A bus travelling at a speed of 18km/h. it stopped in 2.5second by applying break.find (1.)acceralation due to brake(2.) distance covered by bus.?​

Answer 1

Answer:

Given u=18km/hr

1km/hr=5/18m/s

18km/hr=18×5/18m/s

u=5m/s

t=2.5sec

v=0

From 1st equations of motion

v=u+at

0=5+a (2.5)

-5=a (2.5)

a=-2m/s2

From second equations of motion

$s = ut + \frac{1}{2} a {t}^{2}$

s=5×2.5+1/2×-2×2.5×2.5

s=6.25

Answer 2

Answer:-

a = -2.5m/s²

s = 6.25m

Given :-

u = 18 km/hr

= 18 × 5/18

= 5 m/s

t = 2.5 s

v = 0m/s

To find:-

1)The acceleration due to brake.

2) Distance covered by bus.

Solution:-

Since,the bus applied the break and come to rest.

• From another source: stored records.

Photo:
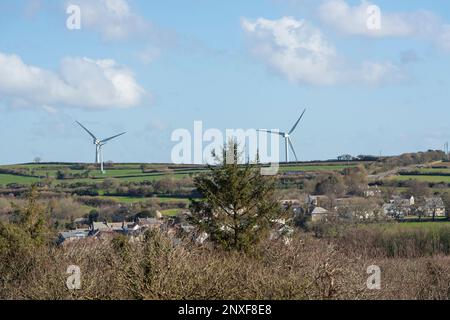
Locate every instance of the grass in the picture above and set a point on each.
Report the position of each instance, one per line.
(143, 199)
(9, 178)
(330, 167)
(133, 172)
(171, 212)
(424, 178)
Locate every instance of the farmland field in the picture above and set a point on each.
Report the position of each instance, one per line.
(424, 178)
(130, 172)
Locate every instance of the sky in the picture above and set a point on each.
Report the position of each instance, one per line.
(370, 85)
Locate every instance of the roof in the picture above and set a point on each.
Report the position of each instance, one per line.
(80, 233)
(434, 202)
(148, 221)
(100, 226)
(319, 210)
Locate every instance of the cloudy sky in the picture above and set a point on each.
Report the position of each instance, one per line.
(150, 67)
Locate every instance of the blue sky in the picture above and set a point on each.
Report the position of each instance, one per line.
(149, 67)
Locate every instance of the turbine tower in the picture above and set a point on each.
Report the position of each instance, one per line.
(99, 145)
(287, 138)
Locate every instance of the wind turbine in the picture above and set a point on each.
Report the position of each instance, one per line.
(98, 145)
(287, 138)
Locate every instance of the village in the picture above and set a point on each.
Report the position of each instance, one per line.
(312, 208)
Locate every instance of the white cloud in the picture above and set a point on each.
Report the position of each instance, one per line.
(80, 82)
(301, 53)
(114, 19)
(293, 48)
(352, 20)
(376, 73)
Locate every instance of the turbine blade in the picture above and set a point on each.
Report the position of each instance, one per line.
(272, 132)
(113, 137)
(295, 125)
(90, 133)
(292, 148)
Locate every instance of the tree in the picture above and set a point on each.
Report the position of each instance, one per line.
(237, 207)
(356, 180)
(331, 185)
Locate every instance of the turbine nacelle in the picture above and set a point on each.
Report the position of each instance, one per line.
(99, 144)
(287, 137)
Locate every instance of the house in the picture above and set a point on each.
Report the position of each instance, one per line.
(294, 204)
(72, 235)
(81, 221)
(372, 192)
(149, 223)
(434, 206)
(319, 214)
(315, 201)
(398, 207)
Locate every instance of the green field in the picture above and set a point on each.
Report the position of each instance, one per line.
(142, 199)
(6, 179)
(424, 178)
(171, 212)
(133, 172)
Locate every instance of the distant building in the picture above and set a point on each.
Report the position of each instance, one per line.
(68, 236)
(398, 207)
(319, 214)
(372, 192)
(434, 206)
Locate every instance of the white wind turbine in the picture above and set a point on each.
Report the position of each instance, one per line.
(287, 138)
(98, 145)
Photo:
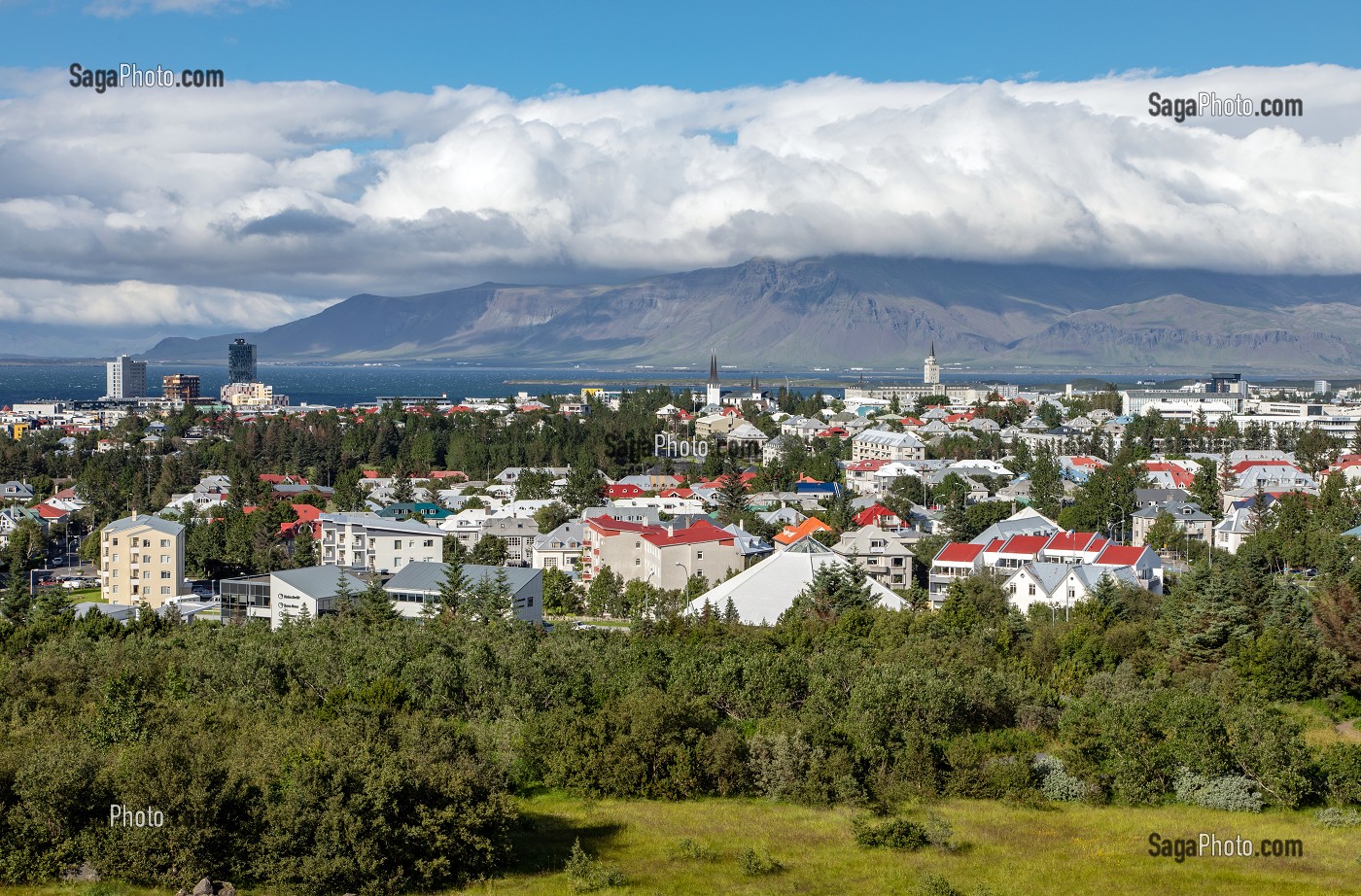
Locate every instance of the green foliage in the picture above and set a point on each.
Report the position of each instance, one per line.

Deaceleration produced will be given by :-

$\huge \boxed {a = \dfrac{v-u}{t}}$

Put the given value ,

→$a = \dfrac{0-5}{2.5}$

→$a = \dfrac{-5}{2.5}$

→$a = -2 m/s^2$

Now , we have

a = -2m/s²

Then,

The distance covered by the car is given by :-

$\huge \boxed{2as = v^2 - u^2}$

→$2 \times -2 \times s = (0)^2-(5)^2$

→$-4s = -25$

→$s = \dfrac{-25}{-4}$

→$s = 6.25 m$

hence,

The distance travelled by bus is 6.25m.